SAMOS (Second Part) - Live your myth in Greek island
For the first part please follow the link: Samos 1st part
The island's capital, Samos (Vathy), is built amphitheatrically around the harbor (Vathy), an inlet in the homonymous gulf. Exhibited in its museum are finds from excavations of the German Archaeological Institute at various sites on the island: Prehistoric, Geometric and Archaic pottery, wooden objects, sculpture, artefacts of ivory and bronze, votives and clay figurines. There is also a Museum of Ecclesiastical Art in town, a Byzantine Collection, Art Gallery, Folk Museum and Municipal Library. In the immediate environs are the monasteries of the Life-giving Source (18th century) and Holy Girdle (17th century) with intricately carved iconoostases and important icons. 10 km. south of Samos is Pythagoreion, colloquially known as Tigani (frying pan) on account of its shape, a name which prevailed from the 16th century until 1955. Prior to that it was called Samos.
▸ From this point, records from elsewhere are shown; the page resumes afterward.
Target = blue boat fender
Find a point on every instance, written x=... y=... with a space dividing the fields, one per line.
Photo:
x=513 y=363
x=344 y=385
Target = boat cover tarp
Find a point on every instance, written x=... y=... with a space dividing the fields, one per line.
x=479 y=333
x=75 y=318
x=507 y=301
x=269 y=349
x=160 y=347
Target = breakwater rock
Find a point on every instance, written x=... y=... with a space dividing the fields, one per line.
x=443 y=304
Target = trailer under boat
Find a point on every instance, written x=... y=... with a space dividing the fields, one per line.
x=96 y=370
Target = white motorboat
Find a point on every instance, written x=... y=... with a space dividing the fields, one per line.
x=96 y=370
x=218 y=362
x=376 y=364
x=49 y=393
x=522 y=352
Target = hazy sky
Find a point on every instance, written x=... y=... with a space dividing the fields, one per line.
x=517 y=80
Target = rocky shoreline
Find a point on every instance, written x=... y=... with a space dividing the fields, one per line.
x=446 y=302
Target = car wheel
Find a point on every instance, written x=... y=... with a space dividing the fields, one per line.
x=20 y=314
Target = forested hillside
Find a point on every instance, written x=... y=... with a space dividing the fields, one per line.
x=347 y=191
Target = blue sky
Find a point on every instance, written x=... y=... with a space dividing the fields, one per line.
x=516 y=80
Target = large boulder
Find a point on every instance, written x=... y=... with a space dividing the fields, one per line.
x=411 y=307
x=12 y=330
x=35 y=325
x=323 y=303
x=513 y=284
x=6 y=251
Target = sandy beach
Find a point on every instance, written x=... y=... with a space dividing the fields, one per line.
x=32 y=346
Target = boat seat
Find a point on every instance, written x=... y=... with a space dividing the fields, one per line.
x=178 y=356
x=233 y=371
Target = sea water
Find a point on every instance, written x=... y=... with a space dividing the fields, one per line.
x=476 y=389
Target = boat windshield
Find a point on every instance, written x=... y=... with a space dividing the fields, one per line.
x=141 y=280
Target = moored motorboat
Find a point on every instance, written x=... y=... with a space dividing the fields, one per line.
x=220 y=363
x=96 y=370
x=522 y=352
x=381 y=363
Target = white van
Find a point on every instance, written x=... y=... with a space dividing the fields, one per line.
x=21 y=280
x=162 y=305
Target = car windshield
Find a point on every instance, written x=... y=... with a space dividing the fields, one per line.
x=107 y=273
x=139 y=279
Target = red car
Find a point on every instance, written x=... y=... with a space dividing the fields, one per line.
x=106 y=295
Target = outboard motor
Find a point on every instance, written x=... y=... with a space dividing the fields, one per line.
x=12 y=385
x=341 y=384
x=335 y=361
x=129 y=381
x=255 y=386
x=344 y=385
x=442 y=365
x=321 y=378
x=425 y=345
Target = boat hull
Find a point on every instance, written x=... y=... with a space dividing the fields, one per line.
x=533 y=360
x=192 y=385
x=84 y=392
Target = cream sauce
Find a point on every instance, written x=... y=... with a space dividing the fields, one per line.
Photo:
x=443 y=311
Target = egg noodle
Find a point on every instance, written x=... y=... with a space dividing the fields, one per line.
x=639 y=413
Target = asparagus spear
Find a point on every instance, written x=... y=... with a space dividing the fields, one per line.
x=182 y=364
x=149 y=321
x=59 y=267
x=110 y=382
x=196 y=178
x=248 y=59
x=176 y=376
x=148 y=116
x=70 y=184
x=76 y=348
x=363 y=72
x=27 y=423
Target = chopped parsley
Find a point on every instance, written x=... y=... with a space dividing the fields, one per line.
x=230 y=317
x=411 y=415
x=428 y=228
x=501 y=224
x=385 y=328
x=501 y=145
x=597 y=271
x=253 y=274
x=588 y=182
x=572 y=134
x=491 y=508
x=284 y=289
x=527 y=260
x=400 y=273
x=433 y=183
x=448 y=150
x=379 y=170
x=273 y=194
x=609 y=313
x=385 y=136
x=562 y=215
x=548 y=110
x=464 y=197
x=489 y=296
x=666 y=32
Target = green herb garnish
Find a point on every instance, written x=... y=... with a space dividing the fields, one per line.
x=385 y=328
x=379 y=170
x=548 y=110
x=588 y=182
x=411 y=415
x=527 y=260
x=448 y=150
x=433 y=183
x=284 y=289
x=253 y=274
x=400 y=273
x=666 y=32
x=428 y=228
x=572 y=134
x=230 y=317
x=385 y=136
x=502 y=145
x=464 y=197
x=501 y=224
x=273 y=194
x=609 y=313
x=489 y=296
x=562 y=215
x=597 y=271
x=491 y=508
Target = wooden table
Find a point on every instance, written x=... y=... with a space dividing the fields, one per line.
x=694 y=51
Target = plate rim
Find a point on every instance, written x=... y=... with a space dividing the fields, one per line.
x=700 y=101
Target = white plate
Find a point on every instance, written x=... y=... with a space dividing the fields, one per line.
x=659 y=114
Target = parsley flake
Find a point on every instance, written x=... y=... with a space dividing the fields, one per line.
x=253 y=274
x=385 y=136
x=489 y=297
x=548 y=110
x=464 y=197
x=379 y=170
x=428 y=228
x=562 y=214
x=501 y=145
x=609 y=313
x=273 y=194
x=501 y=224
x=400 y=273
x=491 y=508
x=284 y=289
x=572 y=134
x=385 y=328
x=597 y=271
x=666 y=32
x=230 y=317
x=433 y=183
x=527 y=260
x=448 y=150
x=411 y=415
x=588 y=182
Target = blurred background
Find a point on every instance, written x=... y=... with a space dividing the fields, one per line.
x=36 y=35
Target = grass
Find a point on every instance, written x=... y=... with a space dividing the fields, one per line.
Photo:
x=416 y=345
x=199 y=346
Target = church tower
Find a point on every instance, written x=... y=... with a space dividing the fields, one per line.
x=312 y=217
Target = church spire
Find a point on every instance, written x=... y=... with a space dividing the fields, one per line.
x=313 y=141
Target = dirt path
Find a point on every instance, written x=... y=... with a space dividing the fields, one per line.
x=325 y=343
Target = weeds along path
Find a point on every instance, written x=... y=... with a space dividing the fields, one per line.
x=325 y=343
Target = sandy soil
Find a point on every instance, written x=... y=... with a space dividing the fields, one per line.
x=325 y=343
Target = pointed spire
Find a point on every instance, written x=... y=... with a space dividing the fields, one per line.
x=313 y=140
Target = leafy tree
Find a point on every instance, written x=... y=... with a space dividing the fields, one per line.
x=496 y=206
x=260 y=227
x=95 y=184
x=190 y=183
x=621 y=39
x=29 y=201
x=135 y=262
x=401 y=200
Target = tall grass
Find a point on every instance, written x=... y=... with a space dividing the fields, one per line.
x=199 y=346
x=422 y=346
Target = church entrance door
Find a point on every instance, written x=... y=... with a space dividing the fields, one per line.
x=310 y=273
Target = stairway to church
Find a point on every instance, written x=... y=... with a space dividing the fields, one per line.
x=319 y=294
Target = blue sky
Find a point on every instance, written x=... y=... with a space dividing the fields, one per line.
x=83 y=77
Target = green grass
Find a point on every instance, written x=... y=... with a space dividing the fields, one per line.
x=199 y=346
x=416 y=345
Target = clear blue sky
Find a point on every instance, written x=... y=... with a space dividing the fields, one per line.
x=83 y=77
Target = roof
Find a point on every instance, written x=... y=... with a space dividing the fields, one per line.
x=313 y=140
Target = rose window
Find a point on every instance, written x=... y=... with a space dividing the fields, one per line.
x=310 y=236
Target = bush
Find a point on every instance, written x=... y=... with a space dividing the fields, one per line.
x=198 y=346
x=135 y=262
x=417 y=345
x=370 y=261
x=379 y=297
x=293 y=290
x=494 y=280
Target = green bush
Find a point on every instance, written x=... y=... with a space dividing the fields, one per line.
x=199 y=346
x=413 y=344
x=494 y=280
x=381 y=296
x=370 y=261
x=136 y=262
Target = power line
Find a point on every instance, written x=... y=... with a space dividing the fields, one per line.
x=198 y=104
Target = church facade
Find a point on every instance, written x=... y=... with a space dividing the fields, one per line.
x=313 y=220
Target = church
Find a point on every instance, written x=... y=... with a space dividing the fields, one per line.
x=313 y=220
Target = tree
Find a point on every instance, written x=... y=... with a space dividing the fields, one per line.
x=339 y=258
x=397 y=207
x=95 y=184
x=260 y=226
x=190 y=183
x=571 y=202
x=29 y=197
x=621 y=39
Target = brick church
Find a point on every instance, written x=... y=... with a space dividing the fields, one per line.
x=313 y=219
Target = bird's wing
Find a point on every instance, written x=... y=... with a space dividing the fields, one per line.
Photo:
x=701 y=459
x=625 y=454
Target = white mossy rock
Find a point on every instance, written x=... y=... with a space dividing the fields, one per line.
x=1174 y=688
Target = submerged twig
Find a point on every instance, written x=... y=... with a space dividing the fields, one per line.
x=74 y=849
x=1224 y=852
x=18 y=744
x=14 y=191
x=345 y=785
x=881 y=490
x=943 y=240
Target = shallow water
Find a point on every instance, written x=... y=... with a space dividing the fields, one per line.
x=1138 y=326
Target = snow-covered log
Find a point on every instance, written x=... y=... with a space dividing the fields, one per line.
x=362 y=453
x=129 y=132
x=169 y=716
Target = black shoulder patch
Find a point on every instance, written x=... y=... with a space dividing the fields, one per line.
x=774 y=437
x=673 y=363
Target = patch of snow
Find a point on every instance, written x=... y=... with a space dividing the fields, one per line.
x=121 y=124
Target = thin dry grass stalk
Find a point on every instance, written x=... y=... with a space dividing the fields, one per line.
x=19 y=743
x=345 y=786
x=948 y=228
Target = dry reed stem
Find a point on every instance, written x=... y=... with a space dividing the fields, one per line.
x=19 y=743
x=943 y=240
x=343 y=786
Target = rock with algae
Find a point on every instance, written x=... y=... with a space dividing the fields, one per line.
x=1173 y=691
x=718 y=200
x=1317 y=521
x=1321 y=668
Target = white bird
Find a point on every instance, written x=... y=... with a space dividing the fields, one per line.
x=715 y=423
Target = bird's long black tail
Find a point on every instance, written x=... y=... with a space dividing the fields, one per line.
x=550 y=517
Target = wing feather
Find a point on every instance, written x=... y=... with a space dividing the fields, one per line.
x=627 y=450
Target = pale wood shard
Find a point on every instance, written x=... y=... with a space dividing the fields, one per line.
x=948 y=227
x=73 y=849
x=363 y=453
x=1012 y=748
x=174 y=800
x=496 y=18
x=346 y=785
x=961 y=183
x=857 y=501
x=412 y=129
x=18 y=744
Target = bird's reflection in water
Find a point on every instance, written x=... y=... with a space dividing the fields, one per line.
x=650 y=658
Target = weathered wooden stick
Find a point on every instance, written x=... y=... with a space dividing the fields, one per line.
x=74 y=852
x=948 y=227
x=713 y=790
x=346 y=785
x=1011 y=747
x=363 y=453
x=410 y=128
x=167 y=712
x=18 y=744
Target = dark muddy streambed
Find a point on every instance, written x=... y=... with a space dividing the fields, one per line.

Excavations carried out by the German Archaeological Institute on the hill of the ancient acropolis have furnished evidence of occupation in prehistoric times, circa 3000 BC. The city was enclosed by a wall (6400 m. in perimeter) and Polykrates is accredited with its construction. Even today certain sections of it, towers and gates, are still quite well served. This wall girt the east mole of the harbor, the Kastelli hill, Ambelos hill and the monastery of the Virgin Spiliani, the hill on which the Kastro of Logothetis stands, and is reinforced by some 35 bastions. Adjacent to the Kastro of Logothetis, a fortification erected between 1822/24, stands the church of the Transfiguration, built in 1833 to commemorate the island's salvation in 1824.
The Eupalineion aqua duct is one of the major feats of ancient engineering designed by Eupalinos from Megara and commissioned by the tyrant Polykrates who wished to convey water into the city from the source in the Ayades region. The aqua duct was discovered in 1881. In 1971 excavations revealed both interesting finds and fascinating details concerning its construction. Another of the town's sights is the Panaghia Spiliani cave, very near the chapel of the Virgin Spiliani.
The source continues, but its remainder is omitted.